The training is running parallel to the on-going five-day EAC conference on inter-religious collaboration to strengthen peace and security in East Africa. The EAC chief said that the role of the media in EAC integration should be to change the mindsets of people so as to easily and happily embrace the regional integration process. "But to do this, you yourselves need to develop a pro-East African mindset because with it, you will be able to see and write positively from the regional perspective" affirmed Amb. Sezibera.
Media houses and editors, he added, have unique opportunity to swing the pendulum of integration by telling accurately and in balanced way the so many positive work carried out in the Partner States.
"It is extremely important that EA journalists assisted in the EAC's goals," he stressed.
The Secretary General later responded to myriad of questions from the journalists on the EAC integration process. The Secretary General was accompanied by the EAC Deputy Secretary General (in charge of Political Federation), Mr Charles Njoroge.
Also present at the occasion was Miriam Heidtmann, GIZ's Manager responsible for Peace and Security. The GIZ has facilitated both the inter-religious conference and the training of the journalists.
The scribes Thursday afternoon toured Nyamata Genocide Memorial site; a church where around 2,500 people were killed and it has become emblematic of the barbaric treatment of women during the 1994 genocide.
In the church, the scribes viewed the graphic and audio-visual displays focused particularly on the mass rape, brutalization of women and the use of HIV as a deliberate weapon of genocide. Earlier on Tuesday, addressing the opening of the journos training, the Head of EAC Corporate Communications and Public Affairs, Mr Owora Richard Othieno, said that religious issues were sensitive and must be handled with a lot of care and understanding for the unity of the East Africans.

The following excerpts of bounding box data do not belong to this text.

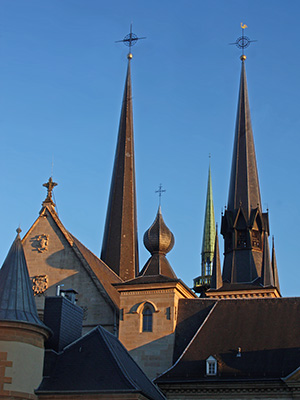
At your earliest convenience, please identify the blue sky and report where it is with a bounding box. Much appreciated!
[0,0,300,296]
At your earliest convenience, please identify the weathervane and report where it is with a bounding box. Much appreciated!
[229,22,257,61]
[155,183,166,206]
[115,24,146,58]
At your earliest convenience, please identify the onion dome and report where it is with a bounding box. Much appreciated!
[144,206,175,255]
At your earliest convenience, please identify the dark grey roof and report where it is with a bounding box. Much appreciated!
[156,298,300,383]
[37,326,165,400]
[101,59,139,281]
[0,230,45,327]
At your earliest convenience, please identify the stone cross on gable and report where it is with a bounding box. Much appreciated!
[43,176,57,205]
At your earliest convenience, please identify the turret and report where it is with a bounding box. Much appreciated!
[0,229,50,399]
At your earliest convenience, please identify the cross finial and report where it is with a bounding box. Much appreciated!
[155,183,166,206]
[115,23,146,59]
[43,176,57,206]
[229,22,257,61]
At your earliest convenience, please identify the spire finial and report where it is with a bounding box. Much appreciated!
[43,176,57,205]
[115,23,146,60]
[229,22,257,61]
[155,183,166,207]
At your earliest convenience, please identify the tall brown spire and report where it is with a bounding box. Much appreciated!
[221,56,270,283]
[228,59,261,218]
[101,54,139,280]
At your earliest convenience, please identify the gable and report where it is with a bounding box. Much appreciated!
[23,207,120,330]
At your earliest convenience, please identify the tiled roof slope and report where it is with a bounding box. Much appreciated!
[37,326,165,400]
[157,298,300,383]
[71,235,122,307]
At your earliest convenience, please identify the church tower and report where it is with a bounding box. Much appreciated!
[0,229,50,400]
[194,165,216,293]
[114,207,196,379]
[207,55,280,297]
[100,53,139,281]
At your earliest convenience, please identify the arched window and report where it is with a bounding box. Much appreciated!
[142,304,153,332]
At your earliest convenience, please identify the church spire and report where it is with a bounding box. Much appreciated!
[101,53,139,280]
[221,55,270,283]
[272,236,280,292]
[194,164,216,293]
[210,229,223,290]
[201,165,216,275]
[228,56,261,218]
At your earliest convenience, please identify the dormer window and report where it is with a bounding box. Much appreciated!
[206,356,218,376]
[142,303,153,332]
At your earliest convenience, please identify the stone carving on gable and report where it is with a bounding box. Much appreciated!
[32,275,48,296]
[30,234,49,253]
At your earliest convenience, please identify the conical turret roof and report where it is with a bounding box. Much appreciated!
[0,229,45,327]
[101,58,139,280]
[139,206,177,279]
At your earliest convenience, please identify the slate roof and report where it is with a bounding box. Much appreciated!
[0,229,46,328]
[156,298,300,383]
[36,326,165,400]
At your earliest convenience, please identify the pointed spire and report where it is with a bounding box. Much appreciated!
[139,206,177,279]
[221,56,270,283]
[101,57,139,280]
[210,227,223,290]
[0,228,44,327]
[228,58,261,218]
[261,233,274,287]
[272,236,280,292]
[201,164,216,276]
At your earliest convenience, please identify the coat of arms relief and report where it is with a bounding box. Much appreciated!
[30,234,49,253]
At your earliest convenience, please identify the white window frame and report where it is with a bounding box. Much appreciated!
[206,356,218,376]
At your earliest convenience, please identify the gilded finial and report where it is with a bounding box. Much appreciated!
[43,176,57,206]
[115,23,146,60]
[155,183,166,207]
[229,22,257,61]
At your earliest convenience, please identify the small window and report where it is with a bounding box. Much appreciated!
[142,304,153,332]
[206,356,217,375]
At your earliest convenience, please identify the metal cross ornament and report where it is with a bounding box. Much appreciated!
[115,24,146,55]
[229,22,257,60]
[155,183,166,205]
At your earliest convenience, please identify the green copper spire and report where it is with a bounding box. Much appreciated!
[194,164,216,293]
[201,165,216,276]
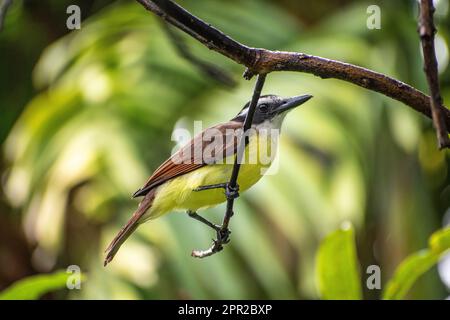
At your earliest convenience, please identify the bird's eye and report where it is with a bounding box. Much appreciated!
[259,104,269,113]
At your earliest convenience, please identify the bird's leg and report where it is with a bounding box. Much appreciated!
[187,210,220,232]
[194,182,239,200]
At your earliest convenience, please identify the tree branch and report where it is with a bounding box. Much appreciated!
[137,0,450,132]
[0,0,12,31]
[418,0,450,149]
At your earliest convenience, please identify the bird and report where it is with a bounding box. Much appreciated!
[104,94,312,266]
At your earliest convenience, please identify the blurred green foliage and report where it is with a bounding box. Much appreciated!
[0,271,74,300]
[383,228,450,300]
[0,0,450,299]
[316,224,362,300]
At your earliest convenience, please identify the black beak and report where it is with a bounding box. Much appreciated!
[274,94,312,114]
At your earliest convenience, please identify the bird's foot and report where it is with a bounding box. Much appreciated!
[191,228,231,258]
[194,182,239,200]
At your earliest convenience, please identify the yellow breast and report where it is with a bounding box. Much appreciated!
[146,131,277,219]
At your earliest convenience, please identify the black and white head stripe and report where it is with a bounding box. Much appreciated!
[232,94,283,124]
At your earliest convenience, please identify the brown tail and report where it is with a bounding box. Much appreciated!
[103,191,155,267]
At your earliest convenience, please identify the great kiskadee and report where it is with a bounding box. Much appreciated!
[104,95,312,266]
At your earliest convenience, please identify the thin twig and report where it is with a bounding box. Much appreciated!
[137,0,450,128]
[418,0,450,149]
[162,22,237,88]
[192,74,266,258]
[0,0,12,31]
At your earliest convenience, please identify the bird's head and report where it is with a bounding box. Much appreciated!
[233,94,312,125]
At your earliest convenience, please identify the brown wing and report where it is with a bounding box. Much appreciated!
[133,121,242,198]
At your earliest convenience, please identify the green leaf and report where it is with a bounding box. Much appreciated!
[428,227,450,255]
[0,271,79,300]
[383,228,450,300]
[316,225,362,300]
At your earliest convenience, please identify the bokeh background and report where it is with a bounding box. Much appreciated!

"Your journalistic skills, experience, patience and mutual respect are absolutely necessary to report fairly on religious-related issues and events," he counselled.
The advance training is conducted by veteran journalists and consultants, Dr. Christopher Kayumba from Republic of Rwanda and Dr. Haron Mwangi from Republic of Kenya. The inaugural inter-religious conference, which is attended by over 150 delegates from the Partner States, will close on Saturday.